Real-time vehicle diagnostics.

Abstract

Wear and tear or aging of parts of an automobile may cause a malfunction which may lead to accidents, loss of life and property. Being able to pinpoint the issue in the automobile could be harder than actually fixing one. Most modern vehicles, just like a computer, have a central processing unit called the Engine Control Unit (ECU) which oversees all operations. This project aims to use an external OBD 2 module to communicate with the ECU using UART and display the status of all critical vehicle parameters to the user. This will enable the user to monitor the engine’s internal functioning. The module will suggest measures to improve driving efficiency and avoid damage. The module will also be used to analyze the driving habits of people, especially school bus drivers or those taking a driving test.

Objectives & Introduction

An OBD 2 module was used to communicate with the ECU of an automobile to read engine critical parameters. An LPC 1768 was used as the master for communication. The LPC node was powered using FreeRTOS. The master needed to issue a set of standard AT-commands to the OBD port. The LPC microcontroller doesn’t have the ability to communicate directly with an OBD port. Therefore, an intermediary communicator was used to facilitate smooth communication between the devices. The communicator was a UART to OBD fully-duplex converter. An OBD 2 port communicates with an ECU using CAN protocol. Therefore, in response to commands, an OBD terminal reads critical engine parameters like temperature, rpm, combustion efficiency, etc. from the ECU. The LPC master sent a byte of data to the OBD and in response to this command, the OBD terminal used CAN protocol to trans-receive a byte of data from the ECU. This byte was sent to the LPC. The master would then poll its registers to ensure that a valid byte is transmitted and received. Knowing the values of critical parameters can help a driver avert an engine seizure or prevent unforeseen accidents. The critical engine parameters were displayed on a LCD screen. The LPC master communicated with the LCD screen using I2C serial communication protocol. Care was taken to ensure that operating system queues were implemented efficiently to ensure that only after valid data was received from the OBD was it displayed on the LCD screen. An accelerometer was used for bump detection. A dedicated task was created to read z-axis values and analyze this data. Signal processing techniques were employed to make a decision whether a bump was detected or not. The z-axis values were normalized and the autocorrelation of the sequence was taken. The time domain autocorrelation function was transformed to its frequency domain equivalent. This result of this operation was the Power Spectrum Density of the signal. A thorough analysis of the spectrum was done to identify the signal. A decision was taken based on its pattern.

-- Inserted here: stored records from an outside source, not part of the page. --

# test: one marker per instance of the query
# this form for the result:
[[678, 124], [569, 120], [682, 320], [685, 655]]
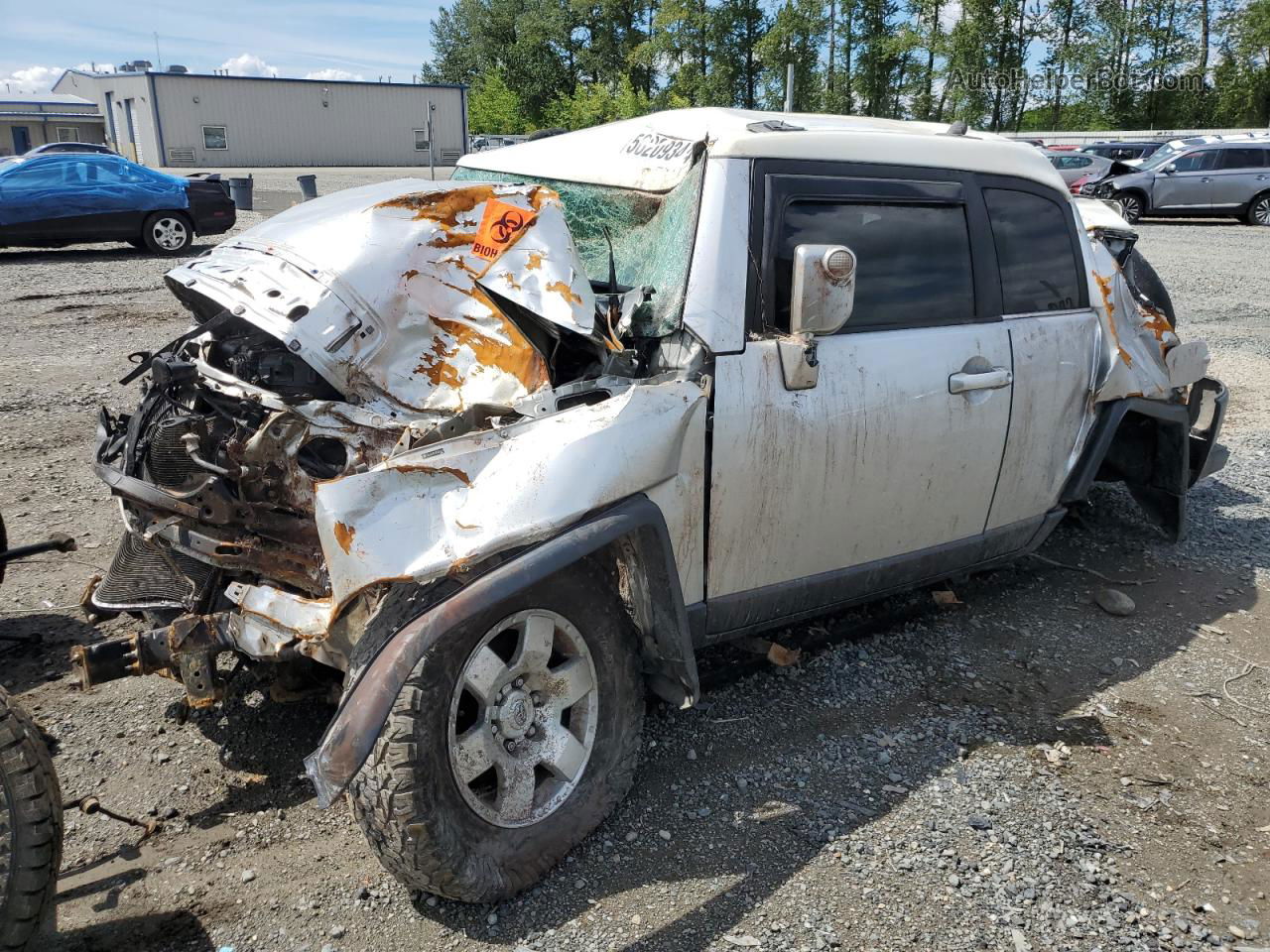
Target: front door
[[1189, 186], [880, 460], [1055, 339]]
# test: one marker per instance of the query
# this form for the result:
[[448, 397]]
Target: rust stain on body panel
[[1105, 287], [444, 207], [439, 471], [566, 293]]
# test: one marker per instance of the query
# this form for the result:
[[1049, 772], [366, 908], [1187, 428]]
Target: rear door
[[825, 494], [1053, 339], [1239, 176]]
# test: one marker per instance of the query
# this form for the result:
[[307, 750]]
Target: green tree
[[797, 35], [494, 108]]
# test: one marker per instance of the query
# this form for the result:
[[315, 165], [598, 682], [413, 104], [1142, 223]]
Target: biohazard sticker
[[499, 227]]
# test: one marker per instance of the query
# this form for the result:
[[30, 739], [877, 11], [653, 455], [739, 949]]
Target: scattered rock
[[1114, 602]]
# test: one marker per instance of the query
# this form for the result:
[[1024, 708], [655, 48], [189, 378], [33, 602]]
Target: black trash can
[[240, 190]]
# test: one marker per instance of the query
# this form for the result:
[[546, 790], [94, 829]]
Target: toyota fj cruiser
[[504, 452]]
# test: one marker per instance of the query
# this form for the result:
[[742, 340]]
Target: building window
[[214, 137]]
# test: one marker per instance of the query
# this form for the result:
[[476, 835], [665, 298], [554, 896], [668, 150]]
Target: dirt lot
[[1016, 772]]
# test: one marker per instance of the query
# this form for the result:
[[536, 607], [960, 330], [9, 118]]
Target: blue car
[[50, 200]]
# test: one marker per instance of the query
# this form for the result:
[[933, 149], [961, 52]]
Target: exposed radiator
[[140, 576]]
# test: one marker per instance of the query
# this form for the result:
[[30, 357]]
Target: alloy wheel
[[169, 234], [522, 719]]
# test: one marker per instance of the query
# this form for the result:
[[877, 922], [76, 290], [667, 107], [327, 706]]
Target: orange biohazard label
[[499, 227]]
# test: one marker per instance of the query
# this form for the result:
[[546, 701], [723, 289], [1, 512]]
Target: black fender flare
[[1183, 453], [635, 526]]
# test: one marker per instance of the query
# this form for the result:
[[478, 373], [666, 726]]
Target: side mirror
[[824, 290]]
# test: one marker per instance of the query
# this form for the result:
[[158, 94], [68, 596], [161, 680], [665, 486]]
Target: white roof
[[653, 153], [45, 98]]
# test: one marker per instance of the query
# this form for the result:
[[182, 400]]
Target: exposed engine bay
[[366, 341]]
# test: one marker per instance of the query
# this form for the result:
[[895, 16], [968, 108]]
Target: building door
[[132, 151], [109, 119]]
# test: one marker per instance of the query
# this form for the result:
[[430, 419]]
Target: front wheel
[[31, 830], [1259, 209], [513, 738], [167, 232]]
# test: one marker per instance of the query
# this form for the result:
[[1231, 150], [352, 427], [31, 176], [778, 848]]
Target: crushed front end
[[391, 363]]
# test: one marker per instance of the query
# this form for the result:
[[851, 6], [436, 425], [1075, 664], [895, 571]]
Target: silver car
[[1079, 166], [1225, 178]]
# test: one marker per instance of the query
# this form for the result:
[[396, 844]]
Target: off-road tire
[[1148, 282], [31, 830], [405, 796]]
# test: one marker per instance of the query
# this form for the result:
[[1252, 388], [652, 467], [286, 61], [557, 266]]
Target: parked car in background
[[1219, 178], [1078, 166], [1121, 151], [1173, 148], [50, 200], [55, 148]]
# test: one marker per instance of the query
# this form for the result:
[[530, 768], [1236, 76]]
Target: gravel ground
[[1020, 771]]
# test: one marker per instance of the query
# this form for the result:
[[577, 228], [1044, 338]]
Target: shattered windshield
[[652, 236]]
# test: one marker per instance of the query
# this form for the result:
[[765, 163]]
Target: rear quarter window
[[1039, 268]]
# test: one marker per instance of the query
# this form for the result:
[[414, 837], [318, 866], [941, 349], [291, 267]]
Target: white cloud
[[248, 64], [33, 79], [329, 73]]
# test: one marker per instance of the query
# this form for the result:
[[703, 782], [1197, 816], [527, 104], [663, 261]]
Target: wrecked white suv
[[503, 453]]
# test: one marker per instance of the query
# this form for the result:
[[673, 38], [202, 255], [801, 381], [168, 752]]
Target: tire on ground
[[31, 830], [151, 239], [1259, 211], [405, 796]]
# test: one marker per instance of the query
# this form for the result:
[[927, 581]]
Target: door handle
[[996, 379]]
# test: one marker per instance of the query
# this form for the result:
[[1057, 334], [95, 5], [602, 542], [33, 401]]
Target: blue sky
[[321, 39]]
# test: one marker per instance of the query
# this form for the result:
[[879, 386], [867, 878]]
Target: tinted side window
[[1243, 158], [913, 261], [1039, 271]]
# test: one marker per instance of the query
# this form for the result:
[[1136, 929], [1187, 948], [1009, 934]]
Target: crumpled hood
[[379, 290]]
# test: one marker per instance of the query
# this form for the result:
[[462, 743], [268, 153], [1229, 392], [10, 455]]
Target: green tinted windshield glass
[[652, 236]]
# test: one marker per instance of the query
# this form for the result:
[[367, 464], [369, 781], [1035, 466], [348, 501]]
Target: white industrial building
[[173, 118], [30, 119]]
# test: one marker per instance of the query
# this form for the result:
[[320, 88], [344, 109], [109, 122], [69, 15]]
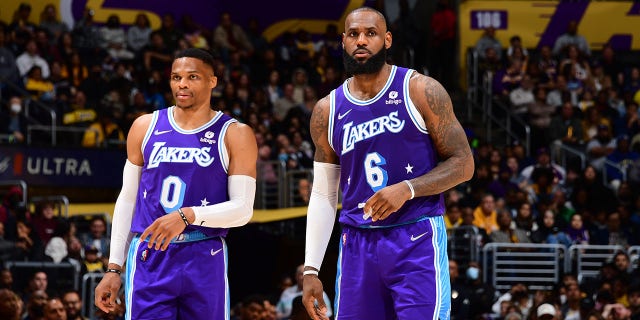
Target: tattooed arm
[[450, 141], [448, 137]]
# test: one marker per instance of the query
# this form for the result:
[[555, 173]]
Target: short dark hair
[[200, 54]]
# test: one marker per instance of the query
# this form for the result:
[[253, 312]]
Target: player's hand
[[163, 230], [312, 297], [107, 292], [387, 201]]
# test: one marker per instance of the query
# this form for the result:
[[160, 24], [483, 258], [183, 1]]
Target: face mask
[[473, 273], [16, 108]]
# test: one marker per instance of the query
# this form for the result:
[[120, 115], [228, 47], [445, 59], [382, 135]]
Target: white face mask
[[16, 108]]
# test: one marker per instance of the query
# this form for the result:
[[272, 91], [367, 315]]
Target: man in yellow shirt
[[485, 216]]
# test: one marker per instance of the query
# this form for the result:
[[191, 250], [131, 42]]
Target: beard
[[372, 65]]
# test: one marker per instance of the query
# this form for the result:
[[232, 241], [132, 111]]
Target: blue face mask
[[473, 273]]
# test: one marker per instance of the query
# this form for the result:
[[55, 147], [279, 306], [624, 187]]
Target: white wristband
[[308, 272], [413, 193]]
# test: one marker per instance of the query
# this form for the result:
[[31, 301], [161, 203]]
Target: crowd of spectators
[[99, 78], [572, 98]]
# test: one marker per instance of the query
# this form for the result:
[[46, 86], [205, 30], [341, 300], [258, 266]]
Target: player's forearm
[[446, 175], [321, 212], [235, 212], [123, 214]]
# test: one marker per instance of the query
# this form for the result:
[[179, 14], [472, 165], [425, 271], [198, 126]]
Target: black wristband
[[184, 218], [113, 271]]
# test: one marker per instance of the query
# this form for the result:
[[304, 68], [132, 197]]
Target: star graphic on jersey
[[409, 168]]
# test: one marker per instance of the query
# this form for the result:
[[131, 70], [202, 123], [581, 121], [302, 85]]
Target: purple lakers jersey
[[182, 168], [380, 142]]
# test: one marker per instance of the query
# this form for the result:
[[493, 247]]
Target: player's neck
[[367, 86], [194, 117]]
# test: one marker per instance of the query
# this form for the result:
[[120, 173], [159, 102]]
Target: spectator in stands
[[549, 232], [8, 68], [31, 58], [524, 219], [229, 37], [58, 247], [73, 305], [138, 34], [87, 38], [6, 277], [114, 39], [615, 233], [507, 233], [105, 132], [601, 146], [616, 311], [548, 67], [27, 241], [74, 70], [547, 311], [628, 122], [632, 83], [543, 160], [97, 236], [50, 22], [39, 88], [10, 305], [565, 128], [634, 301], [79, 114], [621, 156], [501, 186], [571, 37], [285, 303], [611, 65], [485, 215], [489, 40], [543, 186], [44, 220], [157, 54], [36, 291], [54, 310], [460, 294], [576, 67], [13, 122], [571, 308], [508, 79], [95, 86], [623, 263], [482, 294], [92, 261], [491, 62], [21, 28], [518, 295], [453, 215], [539, 115], [443, 43], [560, 93], [523, 96], [577, 231]]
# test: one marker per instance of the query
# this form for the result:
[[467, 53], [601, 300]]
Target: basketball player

Team Members & Responsibilities

  • Manan Mehta
    • BOM, PCB design, and assembly
    • Code testing and integration
    • Interface accelerometer to obtain inclination and declination of vehicle.
  • Pushpender Singh
    • Interface OBD-II sensor to the SJOne Board over UART
    • Acquire and translate ODB-II data to acquire engine load, vehicle speed, engine RPM and torque
  • Sameer Saran
    • Interfacing LCD Display
    • Design LCD GUI
  • Sanman Pradhan
    • PCB Design
    • Main Wiki Report editor
  • Shashank Iyer
    • Bump detection using an accelerometer
    • Using Signal Processing- FFT and PSD analysis to assess if the detected bump is valid
    • Ensure critical section access is provided to all tasks created by team members.

Schedule

Week# Date Task Action
1 03/21 Research Project design and Finalize concept Completed
2 03/28 Purchasing BOM and Assign Tasks Completed
3 04/04 Developing C code to read Accelerometer readings Completed
4 04/11 Interfacing OBD II sensor with SJ one board Completed
5 04/18 Developing C code to retrieve data from Vehicle and PCB design Completed
6 04/25 Integrating OBD and Sensor code into tasks and PCB design Completed
7 05/02 Testing and debugging Completed
8 05/09 PCB Assembly and Testing Assembly- Completed, testing - In progress
9 05/16 Ready for Demo

Parts List & Cost

A list of the cost of our project broken down by components.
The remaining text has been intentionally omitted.